Seberapa banyak yang merupakan parodi dan seberapa banyak yang hanya mengikuti aturan umum yang dapat diandalkan? Tidak ada cara untuk mengetahuinya, sungguh, karena film koboi, kisah cinta yang bernasib buruk, dan serial yang berbelit-belit (bahan utama dalam gejolak klise ini) telah lama mengandalkan penonton untuk merespons secara emosional terhadap karakter dan situasi yang jelas-jelas dibuat-buat, bahkan tidak masuk akal. Itulah salah satu alasan mengapa kita menyukai film bergenre: Film-film tersebut selalu sadar diri sampai batas tertentu, dan akan sangat memuaskan ketika mereka mengikuti aturan dan mengakuinya (atau mempermainkannya).
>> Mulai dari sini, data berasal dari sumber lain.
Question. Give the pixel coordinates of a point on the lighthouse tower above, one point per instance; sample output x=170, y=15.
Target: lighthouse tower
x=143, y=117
Sementara Tears of the Black Tiger tentu saja memiliki cerita yang menarik dan penampilan dari para pemeran utamanya, visual film tersebutlah yang menjadi kekuatan sebenarnya, dan efektivitas tonalitasnya tidak akan ada tanpa mereka. Untuk sebuah film yang direkam dan dirilis pada awal tahun 2000-an, film ini memiliki semua pesona retro visual dari film barat klasik yang dapat meyakinkan setiap penonton biasa bahwa film ini adalah produk dari dekade yang sama sekali berbeda . Dengan pastel romantis berwarna cerah yang menangkal kekerasan berdarah yang berlebihan, bersama dengan filter butiran film yang kasar, sinematografi film ini adalah pesta kaleidoskopik untuk mata. Pemilihan pemeran juga layak untuk diperhatikan, dengan setiap aktor menjadi pasangan yang sempurna untuk karakter mereka, membangkitkan nuansa klasik tokoh-tokoh Hollywood lama. Chartchai Ngamsan khususnya menonjol dalam peran Dum; dengan karakter yang menjadi tipe yang kuat dan pendiam, ia secara efektif menyalurkan energi yang sama dengan Clint Eastwood muda.
Pada bulan November 2024, Tears of the Black Tiger tidak lagi tersedia di layanan streaming mana pun di Barat, dengan satu-satunya cara nyata untuk mendapatkannya adalah dengan membelinya di media fisik. Namun, akses ke potongan film yang awalnya ditujukan untuk distribusi AS, saat ini tersedia melalui Internet Archive . Namun, mereka yang telah menonton potongan asli Thailand pasti akan menyadari bahwa ada beberapa perbedaan utama antara keduanya. Saat ini, AS memiliki standar untuk merilis film internasional atau berbahasa asing secara keseluruhan, dengan tetap mempertahankan visi penuh dari para pembuat film, tetapi dulu ada saatnya distributor Amerika (dengan Harvey Weinstein yang terkenal bertanggung jawab atas potongan khusus ini) akan membuat perubahan besar pada penyuntingan film, agar sesuai dengan apa yang mereka anggap lebih laku dan dapat diakses oleh penonton AS. Dipotong dari durasi awal 110 menit menjadi hanya 84 menit, banyak hal yang membuat film ini begitu istimewa pada awalnya hilang, mulai dari kecepatannya hingga efektivitas akhir aslinya.
Meskipun distribusi film internasional di AS telah berkembang cukup jauh dalam memberikan penghormatan penuh kepada film-film tersebut, Tears of the Black Tiger adalah salah satu contoh film yang pantas mendapatkan perlakuan yang sama lebih awal. Bagi penggemar Barat yang ingin memperluas wawasan, mereka mungkin memiliki film favorit baru.